To resolve the issue of direct hits to the S3 bucket, bypassing the CDN endpoint, we evaluated various solutions, but none met our expectations. As a result, we chose to develop custom code in Python that would analyze the S3 access logs based on the host header and generate daily reports of unique objects, along with their access count, that was being directly accessed by the applications. This allowed us to identify and remove the hardcoded URLs and redirect the calls to the CDN endpoint for optimal performance.
Problem:-3 Failure of millions of objects during S3 batch processing due to inappropriate permission.
S3 Batch Operations is a powerful tool for managing large amounts of data in Amazon S3, but it does have some disadvantages that you should be aware of:
Complexity: S3 Batch Operations can be complex to set up and manage, especially for large-scale operations. It requires a deep understanding of AWS S3 and the batch operations process.
Limited Operations: S3 Batch Operations only supports a limited set of operations, such as copying, tagging, and deleting objects. If you need to perform more complex operations, such as transforming data or aggregating data, you will need to use other AWS services in conjunction with S3 Batch Operations.
Performance: S3 Batch Operations can be slower than other methods of data migration, especially for large-scale operations. This is because batch operations are performed in the background and may take some time.
Error Handling: S3 Batch Operations does not provide built-in error handling mechanisms. If an error occurs during a batch operation, you must manually identify and resolve the issue, which can be time-consuming and complex.

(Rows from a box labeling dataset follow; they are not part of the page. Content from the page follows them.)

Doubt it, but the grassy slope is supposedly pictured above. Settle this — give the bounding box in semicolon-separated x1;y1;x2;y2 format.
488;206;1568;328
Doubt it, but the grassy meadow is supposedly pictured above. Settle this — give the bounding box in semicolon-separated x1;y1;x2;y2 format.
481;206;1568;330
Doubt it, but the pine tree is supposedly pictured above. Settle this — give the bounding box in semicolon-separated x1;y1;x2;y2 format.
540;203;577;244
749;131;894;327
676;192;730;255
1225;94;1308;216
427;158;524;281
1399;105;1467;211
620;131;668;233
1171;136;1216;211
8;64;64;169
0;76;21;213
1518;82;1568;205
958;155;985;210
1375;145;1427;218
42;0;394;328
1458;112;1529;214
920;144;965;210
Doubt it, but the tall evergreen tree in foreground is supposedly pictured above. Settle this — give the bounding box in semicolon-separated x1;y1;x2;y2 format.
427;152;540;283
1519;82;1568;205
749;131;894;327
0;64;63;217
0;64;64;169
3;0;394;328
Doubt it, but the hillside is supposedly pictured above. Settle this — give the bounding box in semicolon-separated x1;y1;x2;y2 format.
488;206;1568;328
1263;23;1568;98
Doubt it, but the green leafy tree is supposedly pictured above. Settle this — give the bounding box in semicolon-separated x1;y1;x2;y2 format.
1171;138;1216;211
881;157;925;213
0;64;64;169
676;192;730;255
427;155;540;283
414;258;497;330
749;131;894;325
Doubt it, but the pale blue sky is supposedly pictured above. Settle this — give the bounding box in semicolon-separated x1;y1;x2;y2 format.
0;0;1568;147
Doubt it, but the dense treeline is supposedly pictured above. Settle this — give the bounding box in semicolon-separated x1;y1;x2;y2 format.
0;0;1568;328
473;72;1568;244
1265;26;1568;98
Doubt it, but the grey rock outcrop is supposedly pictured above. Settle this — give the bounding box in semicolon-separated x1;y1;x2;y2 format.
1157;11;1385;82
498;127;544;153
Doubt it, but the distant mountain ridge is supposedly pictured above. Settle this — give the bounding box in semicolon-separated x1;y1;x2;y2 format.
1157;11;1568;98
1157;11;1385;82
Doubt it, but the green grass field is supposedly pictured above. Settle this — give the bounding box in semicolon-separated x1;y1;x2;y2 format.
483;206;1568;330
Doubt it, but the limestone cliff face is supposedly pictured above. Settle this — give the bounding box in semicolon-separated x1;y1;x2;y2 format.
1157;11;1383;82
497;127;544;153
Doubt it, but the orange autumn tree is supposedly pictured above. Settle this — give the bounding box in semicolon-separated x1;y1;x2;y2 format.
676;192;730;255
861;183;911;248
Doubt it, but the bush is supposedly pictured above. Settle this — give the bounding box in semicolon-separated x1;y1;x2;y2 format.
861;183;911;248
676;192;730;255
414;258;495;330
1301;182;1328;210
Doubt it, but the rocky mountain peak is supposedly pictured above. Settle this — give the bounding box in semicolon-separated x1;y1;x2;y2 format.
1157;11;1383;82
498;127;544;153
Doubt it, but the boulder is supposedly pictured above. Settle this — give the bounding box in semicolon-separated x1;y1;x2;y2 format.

No retry mechanism: As of today there is no retry mechanism to process only failed objects without creating a manifest again.
To tackle this issue, we aimed to generate manifests for the failed objects using S3 Batch. However, when we initiated a job for a prefix containing millions of objects, we discovered that the job took an extended time to complete. Upon delving deeper into the S3 Batch operation and its underlying architecture, we realized that it was essentially performing a scan or a series of short List API calls on the entire 5 billion objects, incurring charges for all of the objects instead of just the millions within the prefix. Given that this process would have to be repeated for the remaining prefixes, we estimated that the overall cost has been potentially multiplied by our project cost by 2x causing an outflow of an additional 60K USD.
Here we got an interesting idea..!!!
To fix the problem of the failed objects during migrations, we took a closer look at the necessity of the data. We discovered that the objects failed due to permission issues and were likely not in use in any application flows due to their inaccessible nature. So, we worked with our team and decided either to leave the data in its original location in Mumbai or delete it
This way, we can save both time and money during the migration process!
Finally, when it comes to meeting requirements, there are numerous approaches to consider. It is critical to understand what is truly required and to choose managed services wisely. It is critical to thoroughly weigh the pros and cons, as seemingly advantageous solutions may create challenges or incur additional costs down the road. Before finalizing any solution, it’s always a good idea to do your homework and carefully evaluate options based on your needs and environment. Migrating S3 data from one region to another can be a complex and time-consuming process, but with the right approach, it can be done smoothly and efficiently.